The government sent 300 policemen armed with AK-47s to evict the Sithole tenants, giving them two hours to move, reported the Catholic Commission for Peace and Justice in Zimbabwe (CCPJZ). Members of the CCPJZ also were arrested, detained and assaulted periodically by ZANU-PF authorities and their cadres, according to State Department Country Reports.
“These families had invested approximately $2 million Zimbabwean in the building of their houses and, having previously been homeless, were now proud homeowners,” the CCPJZ reported. “At a time when the government’s efforts to provide housing for its people were not equal to the challenge, how could it have seen fit to allow existing homes to be destroyed and to add another 4,000 families to its already long list of people needing housing?” How, indeed.
One of Mugabe’s ministers gave an answer, of sorts. “Let the Churu Farm settlers join the ranks of their homeless colleagues on the streets and we will deal with them from there,” said Joseph Msika, Mugabe’s senior minister of local government and rural and urban development, at a press conference.
Sithole spent most of the last decade of his life in court fighting not only eviction but a trumped-up assassination charge the Mugabe government had leveled against him. He came back to the United States in the fall of 2000 to seek medical care but died here in December of that year in Philadelphia, Pa.
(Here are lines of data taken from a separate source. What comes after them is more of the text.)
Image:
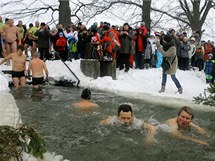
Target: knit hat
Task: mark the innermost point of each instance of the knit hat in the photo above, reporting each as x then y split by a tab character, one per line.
192	39
42	24
37	54
142	24
94	30
210	55
157	34
106	27
167	38
86	94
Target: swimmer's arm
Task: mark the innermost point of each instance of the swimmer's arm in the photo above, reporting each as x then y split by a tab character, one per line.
46	71
199	130
179	135
18	36
150	128
150	135
29	70
106	121
6	58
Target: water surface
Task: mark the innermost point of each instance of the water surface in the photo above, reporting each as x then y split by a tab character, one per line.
78	136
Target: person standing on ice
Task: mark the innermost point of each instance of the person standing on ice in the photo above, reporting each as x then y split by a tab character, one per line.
169	51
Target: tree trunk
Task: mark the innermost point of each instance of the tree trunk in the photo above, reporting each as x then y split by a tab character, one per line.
146	9
64	13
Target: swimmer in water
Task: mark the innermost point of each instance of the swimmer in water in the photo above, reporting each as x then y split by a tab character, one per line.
184	122
85	102
125	116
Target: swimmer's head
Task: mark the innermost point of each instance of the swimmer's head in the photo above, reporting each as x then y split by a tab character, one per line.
125	114
185	116
37	54
86	94
186	109
20	49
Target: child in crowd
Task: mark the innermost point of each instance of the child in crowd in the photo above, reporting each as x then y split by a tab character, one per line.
208	68
96	40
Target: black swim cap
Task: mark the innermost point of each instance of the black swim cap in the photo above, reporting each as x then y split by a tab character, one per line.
86	94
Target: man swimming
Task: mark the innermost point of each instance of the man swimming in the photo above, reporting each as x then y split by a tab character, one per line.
37	66
18	66
184	122
125	116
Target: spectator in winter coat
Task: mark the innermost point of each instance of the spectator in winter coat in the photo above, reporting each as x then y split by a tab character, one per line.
125	38
141	42
169	51
147	55
183	56
192	51
43	35
111	40
208	68
199	57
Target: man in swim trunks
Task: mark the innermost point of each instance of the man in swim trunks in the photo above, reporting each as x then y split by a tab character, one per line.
184	122
18	66
34	38
11	34
85	102
37	66
125	116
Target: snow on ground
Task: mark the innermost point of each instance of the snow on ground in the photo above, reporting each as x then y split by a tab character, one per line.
140	84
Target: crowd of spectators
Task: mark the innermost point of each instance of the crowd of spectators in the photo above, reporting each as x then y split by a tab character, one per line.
130	47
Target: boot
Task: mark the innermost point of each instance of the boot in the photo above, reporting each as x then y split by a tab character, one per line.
180	90
162	89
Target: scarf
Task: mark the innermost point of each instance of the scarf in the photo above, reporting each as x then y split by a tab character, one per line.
167	45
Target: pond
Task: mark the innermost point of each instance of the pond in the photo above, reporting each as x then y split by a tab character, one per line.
78	136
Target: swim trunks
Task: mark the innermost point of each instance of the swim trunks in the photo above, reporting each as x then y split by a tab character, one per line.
18	74
37	80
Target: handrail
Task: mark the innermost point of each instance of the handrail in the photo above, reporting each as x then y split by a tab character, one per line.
57	54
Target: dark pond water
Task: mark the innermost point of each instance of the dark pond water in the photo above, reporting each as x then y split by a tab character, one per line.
78	136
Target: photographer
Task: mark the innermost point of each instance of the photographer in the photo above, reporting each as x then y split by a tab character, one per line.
43	35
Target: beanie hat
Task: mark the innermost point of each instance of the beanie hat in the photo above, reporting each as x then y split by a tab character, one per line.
94	30
157	34
210	55
167	38
37	54
192	39
142	24
42	24
86	94
106	27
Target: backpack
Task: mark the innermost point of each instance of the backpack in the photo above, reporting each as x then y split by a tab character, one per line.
113	45
61	42
73	47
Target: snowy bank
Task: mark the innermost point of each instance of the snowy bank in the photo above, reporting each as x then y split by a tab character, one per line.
140	84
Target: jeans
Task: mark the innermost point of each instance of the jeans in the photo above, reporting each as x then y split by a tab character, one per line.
174	79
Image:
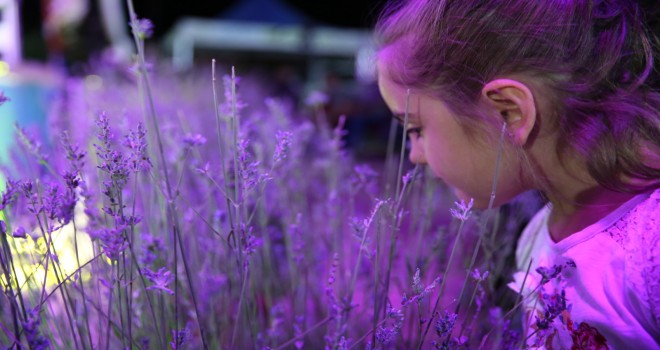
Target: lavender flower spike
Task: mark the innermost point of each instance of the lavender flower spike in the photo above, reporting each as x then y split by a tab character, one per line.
160	279
142	27
462	211
3	98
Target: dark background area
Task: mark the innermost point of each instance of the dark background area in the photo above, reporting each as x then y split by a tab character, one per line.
164	14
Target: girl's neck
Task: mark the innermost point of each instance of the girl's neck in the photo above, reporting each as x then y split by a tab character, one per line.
574	213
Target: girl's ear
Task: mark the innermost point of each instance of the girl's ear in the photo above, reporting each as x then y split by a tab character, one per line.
514	103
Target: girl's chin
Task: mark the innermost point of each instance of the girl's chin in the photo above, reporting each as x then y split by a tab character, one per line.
479	203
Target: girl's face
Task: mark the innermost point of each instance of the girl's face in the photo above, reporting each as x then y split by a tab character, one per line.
439	141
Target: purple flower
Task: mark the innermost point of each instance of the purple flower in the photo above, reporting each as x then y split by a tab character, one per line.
9	195
150	248
19	233
138	159
548	274
142	27
31	330
180	338
445	324
194	140
112	241
71	180
249	172
73	153
160	280
462	211
282	146
386	335
478	276
3	98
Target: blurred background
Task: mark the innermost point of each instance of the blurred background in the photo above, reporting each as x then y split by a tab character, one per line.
305	52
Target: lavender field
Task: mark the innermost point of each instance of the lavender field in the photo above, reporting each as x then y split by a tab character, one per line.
192	212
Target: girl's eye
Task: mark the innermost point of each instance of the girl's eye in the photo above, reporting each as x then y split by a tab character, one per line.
416	131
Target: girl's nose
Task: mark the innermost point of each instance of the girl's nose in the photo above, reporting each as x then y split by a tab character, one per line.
416	151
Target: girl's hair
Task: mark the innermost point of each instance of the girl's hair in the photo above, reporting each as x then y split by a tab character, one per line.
593	59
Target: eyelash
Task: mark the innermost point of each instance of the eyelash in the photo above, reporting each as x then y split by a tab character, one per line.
417	131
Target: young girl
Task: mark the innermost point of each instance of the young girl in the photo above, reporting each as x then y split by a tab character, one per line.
559	97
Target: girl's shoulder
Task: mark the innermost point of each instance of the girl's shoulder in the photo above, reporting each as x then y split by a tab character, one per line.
638	234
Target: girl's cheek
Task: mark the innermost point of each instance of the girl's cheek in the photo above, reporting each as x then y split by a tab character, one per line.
417	155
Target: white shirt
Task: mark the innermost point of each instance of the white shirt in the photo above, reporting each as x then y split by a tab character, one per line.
615	286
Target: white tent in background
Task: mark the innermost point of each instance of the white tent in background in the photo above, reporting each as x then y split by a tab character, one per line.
10	32
266	26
A true freedom fighter, Sithole drew on his experiences to write other books such as Hammer and Sickle Over Africa and The Secret of American Success: Africa’s Great Hope. These are books that he was uniquely qualified to write.
Sithole encountered a host of communist rulers ranging from China’s Mao Tse Tung to Ethiopia’s Haile Mengistu. The latter, who did not flinch at using food as a political weapon and contributing to Ethiopia’s famine, is currently hiding from his countrymen as Mugabe’s guest in a country that, in turn, is at risk of starvation.
Sithole’s encounters with these dictators ranged from brief visits with Chairman Mao to more extensive meetings with Ethiopia’s deposed Marxist dictator. “Mengistu once told me, ‘Anyone who gets in our way, we kill,’” Sithole remembered.
Unlike many of today’s teachers of African studies, but like many actual Africans, Sithole appreciated the United States. His books should be required texts in every African studies course, but with such politically incorrect titles, don’t bet that they will be any time soon.
Malcolm A. Kline is the executive director of Accuracy in Academia.